# Early bagger



## Blue Dog Farms (Apr 7, 2011)

So my doe isnt due until June but alreay she is bagged up pretty good. She has beeen slowley filling for weeks. And today I looked and her business is a little swollen, what is going on? Why would she bag so early? Is this ok, wont that milk be bad by the time she kids? I know shes bred because there is a buck with them now and she has not come back in heat. Also the buck that bred her is not proven, in fact just the opposit, my friend had several does "bred " to him but none took, so maybe this is a false pregnancy? Would her body think its pregnant if he penetrated her but is sterile?  I try to feel for movement but she moves around too much and its difficult, this is my first breeding so Im a newbie.      
:/


----------



## Ariel301 (Apr 16, 2011)

Is it possible she was bred earlier and is due before June?


----------



## GrowURown (Apr 16, 2011)

Maybe she knows our doe Bambi....that little hussy has had a swollen hoo-hoo and decent little udder since she came here...THE LAST WEEK OF FEBRUARY!  Yup...you read it...almost 2 months at least looking all "ready to pop" and still no babies!  Your doe probably heard the trick from Bambi to keeping all the attention on her...build and udder with a puffy twee and watch the people FLOCK to you!


I mean...dates could be wrong and such...but don't hold your breath...we have been holding ours and we are now BLUE IN THE FACE and STILL that goat is pregnant!  

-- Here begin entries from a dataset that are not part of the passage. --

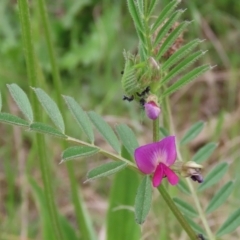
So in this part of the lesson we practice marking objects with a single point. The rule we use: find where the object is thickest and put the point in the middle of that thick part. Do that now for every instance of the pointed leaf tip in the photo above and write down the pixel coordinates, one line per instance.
(21, 100)
(51, 108)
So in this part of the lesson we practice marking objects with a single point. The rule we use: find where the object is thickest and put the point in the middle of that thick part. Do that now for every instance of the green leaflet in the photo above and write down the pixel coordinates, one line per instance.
(105, 170)
(220, 197)
(165, 13)
(192, 133)
(14, 120)
(51, 108)
(214, 176)
(183, 187)
(46, 129)
(21, 100)
(204, 153)
(186, 208)
(105, 130)
(180, 53)
(120, 216)
(171, 38)
(186, 79)
(78, 152)
(127, 137)
(181, 66)
(80, 116)
(143, 200)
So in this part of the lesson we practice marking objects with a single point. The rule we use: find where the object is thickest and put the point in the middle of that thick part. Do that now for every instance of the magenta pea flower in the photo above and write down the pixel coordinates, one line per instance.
(157, 158)
(152, 110)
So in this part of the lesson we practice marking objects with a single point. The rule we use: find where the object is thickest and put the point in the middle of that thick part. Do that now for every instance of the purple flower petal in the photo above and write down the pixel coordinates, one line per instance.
(167, 150)
(149, 156)
(171, 176)
(146, 158)
(158, 175)
(152, 110)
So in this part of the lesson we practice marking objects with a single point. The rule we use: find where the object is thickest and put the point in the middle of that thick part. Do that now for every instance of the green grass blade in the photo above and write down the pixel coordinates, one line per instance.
(143, 200)
(120, 217)
(171, 39)
(68, 230)
(230, 224)
(214, 176)
(164, 131)
(105, 170)
(185, 208)
(165, 13)
(0, 102)
(180, 53)
(140, 7)
(51, 108)
(21, 100)
(192, 132)
(166, 27)
(127, 137)
(186, 79)
(220, 197)
(195, 226)
(151, 7)
(13, 120)
(183, 187)
(80, 116)
(204, 153)
(132, 7)
(78, 152)
(46, 129)
(183, 65)
(105, 130)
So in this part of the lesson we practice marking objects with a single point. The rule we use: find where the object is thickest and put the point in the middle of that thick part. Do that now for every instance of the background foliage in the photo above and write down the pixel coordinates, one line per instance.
(89, 38)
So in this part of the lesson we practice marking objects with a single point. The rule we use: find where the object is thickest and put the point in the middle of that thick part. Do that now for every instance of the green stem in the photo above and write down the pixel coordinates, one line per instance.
(40, 143)
(192, 235)
(83, 220)
(190, 185)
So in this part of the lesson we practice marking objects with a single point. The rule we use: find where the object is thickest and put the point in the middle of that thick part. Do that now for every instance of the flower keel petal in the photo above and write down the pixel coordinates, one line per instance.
(171, 175)
(158, 175)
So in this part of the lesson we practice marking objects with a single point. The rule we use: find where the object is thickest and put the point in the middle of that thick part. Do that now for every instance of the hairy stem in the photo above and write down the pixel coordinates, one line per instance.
(192, 235)
(83, 220)
(190, 185)
(40, 143)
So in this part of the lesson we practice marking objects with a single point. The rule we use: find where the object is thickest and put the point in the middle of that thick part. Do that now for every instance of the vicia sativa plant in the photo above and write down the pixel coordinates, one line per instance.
(162, 65)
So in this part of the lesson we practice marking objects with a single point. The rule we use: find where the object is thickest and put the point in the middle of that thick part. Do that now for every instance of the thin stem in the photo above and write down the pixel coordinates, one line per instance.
(103, 152)
(83, 220)
(166, 196)
(190, 185)
(40, 143)
(192, 235)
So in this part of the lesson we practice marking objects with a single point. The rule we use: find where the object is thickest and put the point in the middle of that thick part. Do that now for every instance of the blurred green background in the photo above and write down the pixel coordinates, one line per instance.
(89, 38)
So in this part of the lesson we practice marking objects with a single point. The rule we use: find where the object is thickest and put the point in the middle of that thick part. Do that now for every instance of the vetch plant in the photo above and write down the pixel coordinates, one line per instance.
(157, 158)
(160, 68)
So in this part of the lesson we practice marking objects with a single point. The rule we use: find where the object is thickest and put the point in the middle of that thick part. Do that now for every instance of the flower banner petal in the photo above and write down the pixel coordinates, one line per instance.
(167, 150)
(171, 175)
(158, 175)
(146, 158)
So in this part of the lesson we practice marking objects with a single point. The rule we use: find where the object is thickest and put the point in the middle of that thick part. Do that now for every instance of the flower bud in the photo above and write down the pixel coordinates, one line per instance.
(151, 107)
(190, 169)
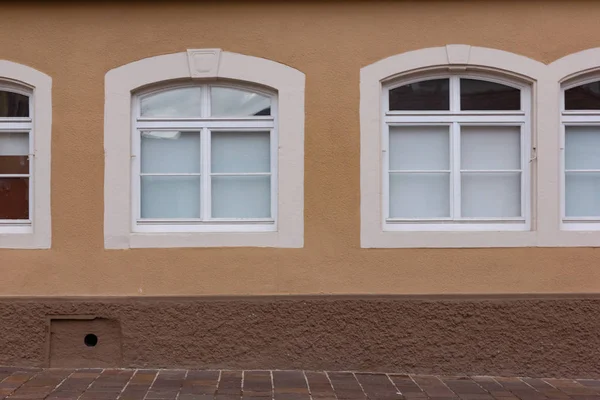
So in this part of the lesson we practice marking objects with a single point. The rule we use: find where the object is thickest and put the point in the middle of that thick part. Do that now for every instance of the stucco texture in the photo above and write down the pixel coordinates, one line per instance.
(536, 336)
(76, 44)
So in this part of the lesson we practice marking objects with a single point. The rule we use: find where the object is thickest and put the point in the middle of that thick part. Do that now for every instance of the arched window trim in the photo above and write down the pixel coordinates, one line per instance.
(211, 123)
(161, 87)
(36, 231)
(220, 68)
(575, 118)
(520, 117)
(415, 65)
(565, 73)
(525, 86)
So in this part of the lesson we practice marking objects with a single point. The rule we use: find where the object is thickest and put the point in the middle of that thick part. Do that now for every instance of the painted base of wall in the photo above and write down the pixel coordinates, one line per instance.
(500, 335)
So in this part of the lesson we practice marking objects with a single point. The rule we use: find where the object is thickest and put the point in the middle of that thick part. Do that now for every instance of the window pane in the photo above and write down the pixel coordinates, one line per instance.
(228, 102)
(419, 148)
(582, 147)
(14, 198)
(583, 97)
(431, 95)
(13, 105)
(182, 102)
(582, 197)
(490, 147)
(241, 196)
(476, 94)
(491, 194)
(14, 148)
(170, 152)
(170, 197)
(419, 195)
(240, 152)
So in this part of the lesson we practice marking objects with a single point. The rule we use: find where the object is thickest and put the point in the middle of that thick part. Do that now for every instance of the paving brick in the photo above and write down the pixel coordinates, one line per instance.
(199, 383)
(378, 387)
(346, 386)
(290, 385)
(433, 387)
(495, 389)
(257, 384)
(230, 384)
(571, 387)
(319, 385)
(407, 387)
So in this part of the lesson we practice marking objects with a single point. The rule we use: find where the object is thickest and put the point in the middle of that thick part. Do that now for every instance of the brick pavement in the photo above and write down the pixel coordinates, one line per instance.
(105, 384)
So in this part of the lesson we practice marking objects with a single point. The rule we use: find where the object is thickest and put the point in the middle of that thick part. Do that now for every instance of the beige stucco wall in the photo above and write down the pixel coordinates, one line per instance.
(77, 45)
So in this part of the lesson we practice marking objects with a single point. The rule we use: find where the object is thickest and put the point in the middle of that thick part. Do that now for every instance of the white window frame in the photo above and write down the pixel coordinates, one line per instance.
(454, 118)
(203, 66)
(34, 233)
(575, 118)
(450, 59)
(205, 125)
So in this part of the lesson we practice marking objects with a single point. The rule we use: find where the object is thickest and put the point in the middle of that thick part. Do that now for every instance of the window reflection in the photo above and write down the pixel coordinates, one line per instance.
(229, 102)
(583, 97)
(13, 105)
(477, 95)
(427, 95)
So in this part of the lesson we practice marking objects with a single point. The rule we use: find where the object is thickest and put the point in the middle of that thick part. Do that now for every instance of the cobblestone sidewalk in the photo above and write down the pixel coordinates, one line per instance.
(87, 384)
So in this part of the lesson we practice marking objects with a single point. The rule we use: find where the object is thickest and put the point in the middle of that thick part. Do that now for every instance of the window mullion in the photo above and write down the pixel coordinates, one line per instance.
(205, 202)
(454, 93)
(455, 170)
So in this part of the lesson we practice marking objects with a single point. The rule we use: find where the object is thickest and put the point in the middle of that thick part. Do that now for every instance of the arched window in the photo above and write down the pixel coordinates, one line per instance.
(455, 153)
(205, 156)
(25, 138)
(580, 117)
(15, 149)
(448, 152)
(204, 148)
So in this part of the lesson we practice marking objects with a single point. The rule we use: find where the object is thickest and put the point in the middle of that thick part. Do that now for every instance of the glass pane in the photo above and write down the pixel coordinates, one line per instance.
(476, 94)
(583, 97)
(582, 197)
(228, 102)
(14, 198)
(13, 105)
(582, 147)
(14, 165)
(419, 148)
(241, 196)
(488, 195)
(182, 102)
(421, 195)
(433, 94)
(240, 152)
(170, 197)
(14, 143)
(170, 152)
(490, 147)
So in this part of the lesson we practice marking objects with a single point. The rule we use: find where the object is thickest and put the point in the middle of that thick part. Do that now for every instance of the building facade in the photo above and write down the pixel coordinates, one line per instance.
(398, 186)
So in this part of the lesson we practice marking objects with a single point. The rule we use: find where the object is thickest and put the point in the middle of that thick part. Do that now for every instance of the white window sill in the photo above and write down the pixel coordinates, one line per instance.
(449, 239)
(168, 227)
(451, 226)
(200, 239)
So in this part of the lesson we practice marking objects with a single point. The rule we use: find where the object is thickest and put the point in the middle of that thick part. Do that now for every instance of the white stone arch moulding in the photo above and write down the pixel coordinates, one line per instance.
(39, 234)
(454, 57)
(581, 65)
(120, 82)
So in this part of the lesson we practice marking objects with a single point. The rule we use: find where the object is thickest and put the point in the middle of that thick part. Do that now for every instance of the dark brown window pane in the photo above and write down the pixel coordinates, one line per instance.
(478, 95)
(428, 95)
(13, 104)
(14, 198)
(14, 165)
(584, 97)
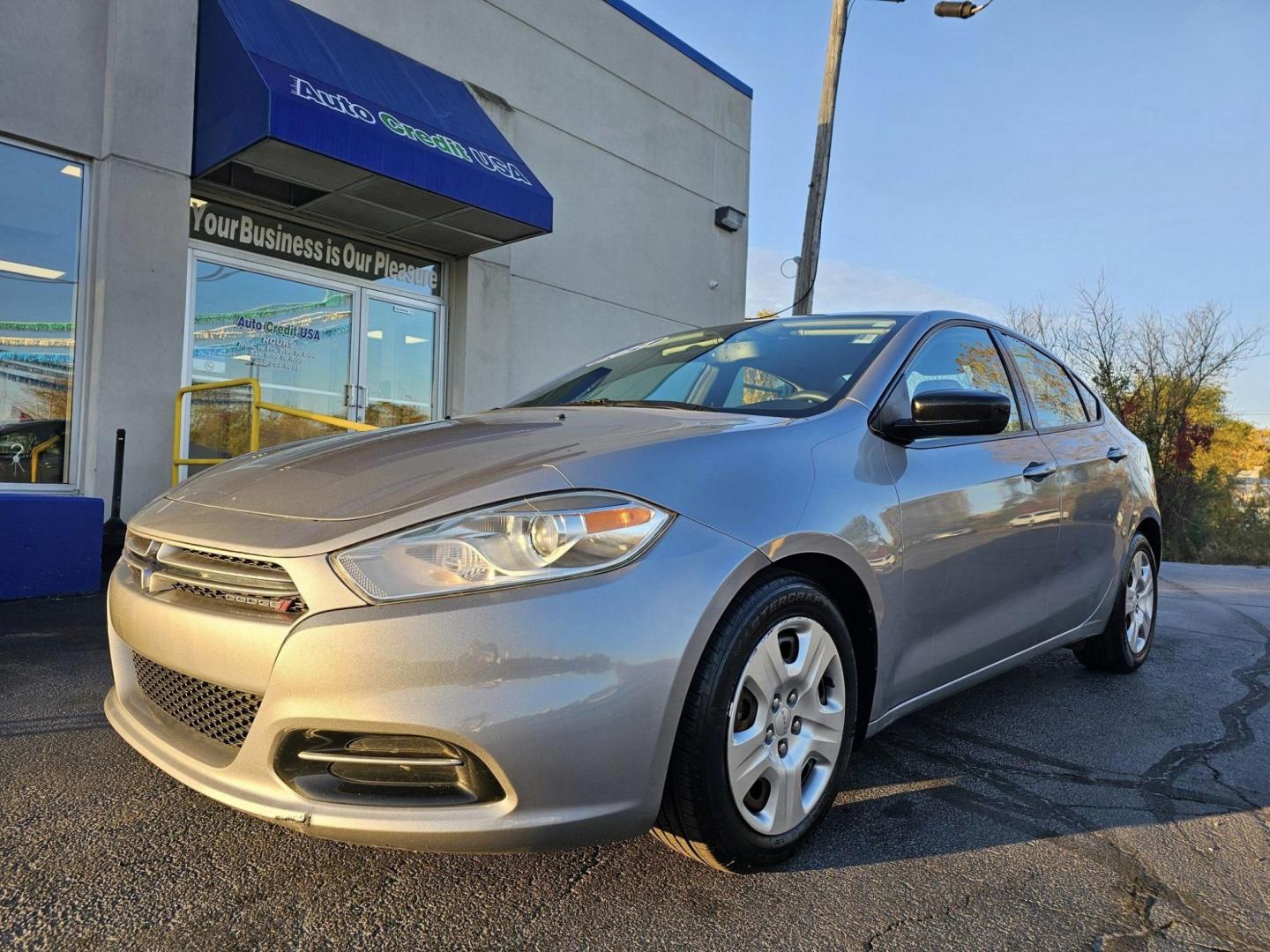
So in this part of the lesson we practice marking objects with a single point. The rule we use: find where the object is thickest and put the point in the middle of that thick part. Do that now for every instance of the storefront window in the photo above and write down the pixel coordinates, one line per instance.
(41, 215)
(400, 346)
(290, 335)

Just saying...don't worry too much...bet it's all just a goaty mind game and if you worry then the goat wins! (And if you have kids before Bambi kids I will EAT MY SHIRT!)


----------



## Blue Dog Farms (Apr 21, 2011)

She is huuuge and her bag continues to get bigger and bigger. Im certain of when she was bred because the buck is not ours, we took her to be bred at a friends down the road. I cant imagine her walking around like this for 2 more months! This is crazy. We did take her to try to breed earlier on but he never bred her and then she went into to heat in January and let the other buck breed her. Would she let a buck breed her if she was already pregnant and would he even be interested? IDK Shes making me crazy lol Oh well I guess it will be what it will be


----------



## AlaskanShepherdess (Apr 21, 2011)

Have you tried milking her? I was recently told you can milk them before they kid. Don't know anything other then I was told I could milk before she gave birth.


----------



## Blue Dog Farms (Apr 21, 2011)

I was thinking about that today. Would it take away from the baby? Her bag is huge. Then what about the colostrum for the baby? Anybody know about this? I would love to milk her if it wont cause issues. Shes very healthy, get grain daily, free ranges daily and gets lots of good hay along with minerals and a pregnancy tonic occasionally from Mollys Herbals. Thanks!!


----------



## PattySh (Apr 21, 2011)

I would be afraid that if she is pregnant milking her would bring on labor.


----------



## Livinwright Farm (Apr 21, 2011)

PattySh said:
			
		

> I would be afraid that if she is pregnant milking her would bring on labor.


X's 2.


----------



## Livinwright Farm (Apr 21, 2011)

G&H Farms said:
			
		

> She is huuuge and her bag continues to get bigger and bigger. Im certain of when she was bred because the buck is not ours, we took her to be bred at a friends down the road. I cant imagine her walking around like this for 2 more months! This is crazy. We did take her to try to breed earlier on but he never bred her and then she went into to heat in January and let the other buck breed her. Would she let a buck breed her if she was already pregnant and would he even be interested? IDK Shes making me crazy lol Oh well I guess it will be what it will be


Yes, it is possible for a buck to mount once a doe has already been bred. It could be that once she was bred her horemones went into overload and fooled her & the other buck into thinking she was in heat(happened with one of my does early on in her pregnancy). I would prepare for her due date to be in line with the first breeding.


----------



## helmstead (Apr 21, 2011)

DO NOT TRY TO MILK HER

My large breed goats tend to start building their udders 3 mos before they're due.  The Nigerians usually around 6 weeks prior, but some start even earlier.  Not unusual at all.


----------



## Roll farms (Apr 22, 2011)

She could very well have been bred the 1st time. 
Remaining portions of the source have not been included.